Provisions of the Dodd-Frank Act are designed to encourage whistleblowers to come forward and report securities laws violations, but ambiguities in the interpretation of the law are making it difficult for individuals to know which way to turn.
The new provisions provide protection in the form of job retention, preventing employers from firing employees who step up to report violators. Some of the protections include reinstatement if the employee has been fired, special damages and double back pay. These incentives and others were created to encourage individuals to report those who are breaking the law, despite the threat of retaliation. While there are protections already on the books for whistleblowers, including job retention, the incentives were not as strong prior to the new ones coming online.

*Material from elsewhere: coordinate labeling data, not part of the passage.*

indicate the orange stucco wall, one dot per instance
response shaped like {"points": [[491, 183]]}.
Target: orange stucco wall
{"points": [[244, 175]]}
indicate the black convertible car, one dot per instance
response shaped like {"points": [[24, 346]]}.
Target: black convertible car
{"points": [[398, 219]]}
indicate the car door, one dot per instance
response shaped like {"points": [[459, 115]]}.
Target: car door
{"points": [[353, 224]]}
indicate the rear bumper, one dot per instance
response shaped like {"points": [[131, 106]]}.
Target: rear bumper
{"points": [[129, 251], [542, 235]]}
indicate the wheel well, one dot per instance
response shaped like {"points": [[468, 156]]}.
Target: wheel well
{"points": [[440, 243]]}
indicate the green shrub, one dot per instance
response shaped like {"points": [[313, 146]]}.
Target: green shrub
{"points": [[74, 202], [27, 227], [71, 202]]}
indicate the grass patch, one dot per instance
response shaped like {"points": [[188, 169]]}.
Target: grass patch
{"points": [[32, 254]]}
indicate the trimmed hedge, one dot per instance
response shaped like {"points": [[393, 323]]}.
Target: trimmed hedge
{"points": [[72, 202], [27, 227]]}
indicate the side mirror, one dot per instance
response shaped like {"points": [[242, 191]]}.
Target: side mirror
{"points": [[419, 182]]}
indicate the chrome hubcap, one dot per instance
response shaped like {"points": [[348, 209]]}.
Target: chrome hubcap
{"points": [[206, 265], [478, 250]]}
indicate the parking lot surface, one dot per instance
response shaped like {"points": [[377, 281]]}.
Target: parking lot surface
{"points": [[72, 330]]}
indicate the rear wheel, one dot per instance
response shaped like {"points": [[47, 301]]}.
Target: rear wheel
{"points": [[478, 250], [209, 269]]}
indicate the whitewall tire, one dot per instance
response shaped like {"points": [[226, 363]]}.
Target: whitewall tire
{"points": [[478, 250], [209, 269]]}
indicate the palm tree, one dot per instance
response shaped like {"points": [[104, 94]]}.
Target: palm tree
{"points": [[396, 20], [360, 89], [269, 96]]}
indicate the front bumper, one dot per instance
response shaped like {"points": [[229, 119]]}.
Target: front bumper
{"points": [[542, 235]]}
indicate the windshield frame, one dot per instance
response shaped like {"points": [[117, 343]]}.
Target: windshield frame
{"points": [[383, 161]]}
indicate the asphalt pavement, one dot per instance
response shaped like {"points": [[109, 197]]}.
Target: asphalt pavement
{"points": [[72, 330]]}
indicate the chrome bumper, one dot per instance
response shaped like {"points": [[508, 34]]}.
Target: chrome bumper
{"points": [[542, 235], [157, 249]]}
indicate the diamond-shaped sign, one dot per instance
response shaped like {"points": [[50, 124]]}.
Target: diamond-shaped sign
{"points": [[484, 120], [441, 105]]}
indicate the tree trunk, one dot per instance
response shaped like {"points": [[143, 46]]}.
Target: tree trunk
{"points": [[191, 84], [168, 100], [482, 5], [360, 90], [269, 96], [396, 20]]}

Two recent court cases tested the provisions, and both had two very different outcomes. Each case was similar in that the whistleblowers reported violations of the Foreign Corrupt Practices Act (FCPA), a statute that makes the act of bribing officials in foreign companies for business purposes illegal. The whistleblowers in both cases reported internally to supervisors as opposed to going to the Securities and Exchange Commission (SEC). Both whistleblowers were terminated from their positions for speaking up. At issue was whether both individuals were covered under the Dodd-Frank Act.
One federal court made the decision that the protections could only apply to the whistleblowers who reported the lawbreakers internally, while the other court found that internal reporting was not sufficient, and that the SEC needed to be notified as well. Neither court made a final decision on the question, as both cases were thrown out due to other reasons, but leaves the question of proper reporting up in the air.